New York City authorities have postponed a vote on a controversial $950 million subsidy package for the construction of a new Nyse tower block after Exchange chairman Richard Grasso questioned the viability of the project.
New York's Industrial Development Agency was scheduled to vote through the plans tomorrow, authorising the sale of bonds to help finance the build of a 900 foot tower above the Exchange's new trading floor.
The decision to cancel comes days after Nyse chairman Grasso expressed serious misgivings about the plans in the wake of the terrorist attacks on 11 September. The attacks have led to a fundamental rethink about locational issues and their relationship to disaster recovery procedures, with Grasso saying the Nyse would be looking to decentralise its operations in the future. He says the Exzchange would prefer a move into a rebuilt World Trade Centre complex.
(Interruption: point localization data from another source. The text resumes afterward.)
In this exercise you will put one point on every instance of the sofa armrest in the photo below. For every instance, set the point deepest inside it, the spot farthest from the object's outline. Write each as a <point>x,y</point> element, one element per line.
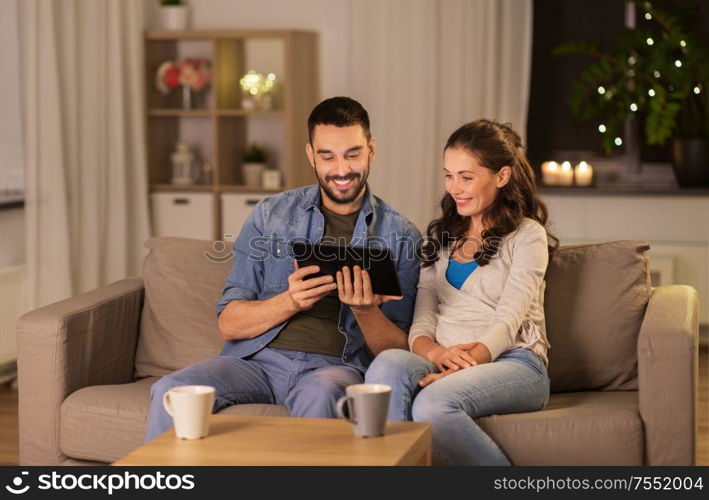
<point>667,375</point>
<point>85,340</point>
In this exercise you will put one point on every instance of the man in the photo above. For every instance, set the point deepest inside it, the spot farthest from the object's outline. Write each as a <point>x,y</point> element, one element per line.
<point>293,339</point>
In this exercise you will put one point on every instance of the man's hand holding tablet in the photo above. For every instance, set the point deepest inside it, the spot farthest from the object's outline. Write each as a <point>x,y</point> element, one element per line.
<point>365,277</point>
<point>355,289</point>
<point>306,292</point>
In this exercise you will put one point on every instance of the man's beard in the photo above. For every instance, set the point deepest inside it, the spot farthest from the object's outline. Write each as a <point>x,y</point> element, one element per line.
<point>359,184</point>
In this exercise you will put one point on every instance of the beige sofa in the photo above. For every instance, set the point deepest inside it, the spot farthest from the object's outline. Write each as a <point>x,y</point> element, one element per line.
<point>623,362</point>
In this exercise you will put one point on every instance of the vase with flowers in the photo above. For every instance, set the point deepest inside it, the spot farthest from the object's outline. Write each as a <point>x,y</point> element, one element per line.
<point>192,75</point>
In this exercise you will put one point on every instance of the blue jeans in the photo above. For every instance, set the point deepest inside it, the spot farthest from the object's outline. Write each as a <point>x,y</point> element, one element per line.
<point>515,382</point>
<point>308,384</point>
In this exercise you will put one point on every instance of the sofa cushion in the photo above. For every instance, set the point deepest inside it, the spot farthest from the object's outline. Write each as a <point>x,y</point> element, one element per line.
<point>583,428</point>
<point>179,321</point>
<point>595,300</point>
<point>106,422</point>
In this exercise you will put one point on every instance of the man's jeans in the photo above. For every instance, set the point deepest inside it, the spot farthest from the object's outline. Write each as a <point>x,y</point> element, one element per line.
<point>515,382</point>
<point>308,384</point>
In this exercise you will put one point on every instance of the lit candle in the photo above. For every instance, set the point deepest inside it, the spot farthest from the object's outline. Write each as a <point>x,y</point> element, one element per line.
<point>566,174</point>
<point>550,173</point>
<point>583,174</point>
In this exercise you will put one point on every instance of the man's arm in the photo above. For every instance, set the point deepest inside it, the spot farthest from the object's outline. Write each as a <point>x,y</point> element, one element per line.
<point>246,319</point>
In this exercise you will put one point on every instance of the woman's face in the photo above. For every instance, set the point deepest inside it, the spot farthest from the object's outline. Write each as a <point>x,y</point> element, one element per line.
<point>472,186</point>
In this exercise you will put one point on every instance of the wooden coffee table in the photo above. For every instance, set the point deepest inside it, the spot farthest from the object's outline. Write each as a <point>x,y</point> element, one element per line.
<point>246,440</point>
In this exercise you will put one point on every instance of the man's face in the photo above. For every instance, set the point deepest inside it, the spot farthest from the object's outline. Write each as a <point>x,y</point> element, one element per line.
<point>341,157</point>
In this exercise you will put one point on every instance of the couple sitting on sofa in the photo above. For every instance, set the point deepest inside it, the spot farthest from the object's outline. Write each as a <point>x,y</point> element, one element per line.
<point>467,337</point>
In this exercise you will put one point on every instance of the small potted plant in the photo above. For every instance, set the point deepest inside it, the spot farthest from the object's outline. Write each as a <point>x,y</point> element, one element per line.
<point>254,163</point>
<point>174,15</point>
<point>658,71</point>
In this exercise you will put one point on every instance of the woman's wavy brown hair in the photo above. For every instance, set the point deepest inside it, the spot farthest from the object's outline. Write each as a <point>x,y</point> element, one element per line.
<point>495,145</point>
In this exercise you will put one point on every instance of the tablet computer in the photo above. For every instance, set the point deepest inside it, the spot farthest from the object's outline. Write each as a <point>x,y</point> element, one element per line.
<point>331,258</point>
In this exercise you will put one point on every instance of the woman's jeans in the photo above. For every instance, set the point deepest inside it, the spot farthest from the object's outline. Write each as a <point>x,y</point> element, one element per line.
<point>515,382</point>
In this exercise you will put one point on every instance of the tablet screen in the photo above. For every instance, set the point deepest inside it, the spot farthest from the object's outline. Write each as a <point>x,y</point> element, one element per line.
<point>331,258</point>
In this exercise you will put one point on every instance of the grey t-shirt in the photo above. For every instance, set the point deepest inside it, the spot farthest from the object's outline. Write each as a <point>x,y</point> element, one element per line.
<point>316,330</point>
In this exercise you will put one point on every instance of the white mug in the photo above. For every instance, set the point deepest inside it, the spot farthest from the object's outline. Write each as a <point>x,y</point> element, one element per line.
<point>366,408</point>
<point>190,407</point>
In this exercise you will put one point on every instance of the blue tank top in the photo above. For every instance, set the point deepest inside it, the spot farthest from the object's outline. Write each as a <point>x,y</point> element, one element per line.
<point>457,272</point>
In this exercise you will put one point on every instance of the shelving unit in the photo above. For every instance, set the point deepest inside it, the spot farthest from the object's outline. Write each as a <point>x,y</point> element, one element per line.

The original plans had called for the contruction of a new 600,000 square-foot trading floor across the street from Nyse's current location on Broad and Wall Streets. The City was prepared to underwrite a large portion of the development, representing the largest such deal in New York history, after the Nyse had threatened to relocate its HQ to New Jersey.
The cancellation of the vote has been welcomed by activist groups, which had campaigned against the financing package. "With the city's current budget crisis, it's unconscionable that the city would use taxpayer dollars on a project that does not benefit the reconstruction efforts of Lower Manhattan," says Jahahara Alkebulan-Ma'at, citywide coordinator for the Alliance for a Working Economy.